Here is the definitive checklist to ensure that employees can navigate the redundancy process with their rights intact, their dignity unbruised and their financial future secured.
Is this a redundancy test
Before packing up your favourite desk plant, establish whether a genuine redundancy situation exists. A redundancy usually occurs because the employer closes the business, closes the specific workplace, or has a diminished need for employees to do work of a particular kind.
The sneaky replacement
If your role is made redundant on Friday, and a job advert for your exact position appears on LinkedIn on Monday, questions need to be asked.
The burden of proof
The employer must prove the business rationale of their decision. If they are just using redundancy as a cloak to fire someone because they find them mildly annoying, that is potentially an unfair dismissal.

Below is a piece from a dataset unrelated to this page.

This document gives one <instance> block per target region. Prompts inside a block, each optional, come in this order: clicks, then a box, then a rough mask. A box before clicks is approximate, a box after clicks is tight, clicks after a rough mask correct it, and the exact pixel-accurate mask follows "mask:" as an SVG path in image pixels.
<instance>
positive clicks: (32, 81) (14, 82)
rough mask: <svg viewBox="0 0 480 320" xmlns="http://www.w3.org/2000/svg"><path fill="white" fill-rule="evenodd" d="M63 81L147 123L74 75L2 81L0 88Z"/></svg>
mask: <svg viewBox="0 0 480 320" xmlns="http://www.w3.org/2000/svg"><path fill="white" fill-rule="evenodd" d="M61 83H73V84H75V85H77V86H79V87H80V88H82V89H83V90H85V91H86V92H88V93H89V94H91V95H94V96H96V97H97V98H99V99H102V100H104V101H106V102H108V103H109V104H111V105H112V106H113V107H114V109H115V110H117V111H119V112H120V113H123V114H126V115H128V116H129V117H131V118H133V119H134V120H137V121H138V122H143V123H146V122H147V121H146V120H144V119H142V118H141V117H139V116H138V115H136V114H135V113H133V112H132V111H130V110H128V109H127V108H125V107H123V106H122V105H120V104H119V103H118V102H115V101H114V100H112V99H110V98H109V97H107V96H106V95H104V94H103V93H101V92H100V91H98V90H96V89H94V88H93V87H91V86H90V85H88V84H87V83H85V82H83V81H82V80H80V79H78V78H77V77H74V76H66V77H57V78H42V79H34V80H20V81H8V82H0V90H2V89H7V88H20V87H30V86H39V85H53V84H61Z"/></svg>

Consultation: not just a polite chat
A lawful redundancy process is not a monologue; it is a dialogue. Employers are legally required to consult with affected employees. For collective redundancies, strict statutory timelines apply. For individual redundancies, the consultation must still be meaningful
This is an opportunity to suggest alternatives. Can you work part time? Can you suggest cost-cutting measures? If the employer listens to your ideas with the blank stare usually reserved for reading the small print at the foot of the contract, setting out terms and conditions, document it. A failure to consult meaningfully can render the redundancy procedurally unfair.
The pooling and selection criteria
Unless the entire department or company is being wiped out, employers usually must select who stays and goes from a “pool” of similar employees. Employers must use objective, measurable criteria. Historically, “Last In, First Out” was the standard, although it now risks age discrimination claims. Modern matrices often score employees on performance and skills, attendance records (excluding maternity or disability-related absence) and disciplinary records. The tip here is to ask for your scoring matrix. If you scored poorly on “teamwork”, despite winning Employee of the Month three times this year, challenge the matrix!
The hunt for alternative employment
An employer cannot simply cast you out into the wilderness if there is a suitable alternative role available within the company or its wider group. Suitability depends on pay, status, location and hours.
Trial period
Employees usually have a statutory right to a four-week trial period in a new role. If it turns out that the new job is an administrative nightmare, you can still leave and claim your redundancy pay.
Show me the money: calculating your package
When the dust settles, it comes down to the numbers. Ensure that the final payout includes all statutory and contractual entitlements, including redundancy pay, notice pay, accrued holiday and any bonus payments due.
Settlement agreements: the fine print
If your employer offers an enhanced redundancy package, it will probably come via a Settlement Agreement. This is a legally binding contract where you waive your right to bring claims against the employer in exchange for financial compensation. You should obtain advice from an experienced Employment law practitioner, just in case a settlement agreement, which often has standard clauses, contains any unexpected and unwelcome surprises such as an attempt to have you waive personal injury claims which are normally excluded from the category of claims which can be waived.
The last word
Redundancy is undeniably stressful, but with a rigorous approach to checking the process, employees can turn a corporate setback into a well-compensated transition. Keep your files downloaded, your records meticulous and remember: the market always turns, and today’s redundant employee is tomorrow’s highly priced external consultant.